Preparing for hemodialysis
A minor surgery is conducted by a vascular surgeon to join a vein and an artery together and make the blood vessel larger and stronger. This will make it easier to transfer your blood into the dialysis machine and back again. This surgery is done about 4 to 8 weeks before you begin dialysis. In some cases, when the blood vessels are too narrow to create an AV fistula, an alternative procedure called an AV graft is done, in which a piece of synthetic tubing, i.e., a graft is used to connect the artery to the vein.
The hemodialysis procedure
During hemodialysis, two thin needles are inserted into the AV fistula or graft, and one needle will pass the blood into the dialyzer or the dialyzing machine. The dialyzer is made of a series of membranes which act as filters and contains a special liquid called the dialysate. The membranes filter the waste products from the blood, and pass it into the dialysate. The used dialysate fluid is then pumped out of the dialyzer, and the cleansed or filtered blood is passed back into the body through the second needle.
Hemodialysis is needed 3 times a week in most cases, and each session will last for about 4 hours.
Peritoneal dialysis is of two types:
Continuous Ambulatory Peritoneal Dialysis (CAPD)- in this type of dialysis, the blood is filtered several times in the day.
Automated Peritoneal Dialysis (APD)- this type of dialysis uses a machine to filter your blood during the nights when you’re asleep.
Preparing for the treatment
As in hemodialysis, the patient has to undergo a small surgery to make an opening in the abdomen before beginning CAPD or APD, to allow the dialysate to be pumped into the space inside the abdomen. An incision is made just below the belly button to insert a catheter that will stay permanently attached to the abdomen, and the dialysis team will train you to carry out the treatment yourself.
CAPD is begun 2 to 3 weeks after the insertion of the catheter. In CAPD, 1 to 3 litres of the dialysate are run into the abdominal cavity via the catheter, and the dialysate remains in the cavity for several hours before it is drained out into an empty bag by gravity.
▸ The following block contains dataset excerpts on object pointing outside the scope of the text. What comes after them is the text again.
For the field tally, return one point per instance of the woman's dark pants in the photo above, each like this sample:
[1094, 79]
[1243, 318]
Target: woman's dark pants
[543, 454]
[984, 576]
The waste products which are normally removed by the kidney, pass into the dialysate which is then disposed on into the toilet. A new bag of dialysate is then drained into the abdominal cavity and the exchange process is usually carried out 4 to 5 times in a day, every day. Each exchange process lasts for about 30 to 45 minutes.
APD is another type of peritoneal dialysis which uses the same peritoneal catheter as CAPD. The only difference between the two methods is that with APD a machine is programed to control how much fluid goes in and out and how often this is done.
In APD, firstly, the machine is prepared with lines and these lines are connected to about 10 to 15 litres of fluid. The end of the line from the machine is connected to the patient’s catheter at bedtime and remains connected all night, for eight hours on average. The machine is programmed to control the fluid movement in and out of the body, using a number of clamps and pumps and when the fluid should drain out and when new fluid should be put in.
As every patient’s need for the amount of dialysis is different, the machine is set up to suit individual requirements.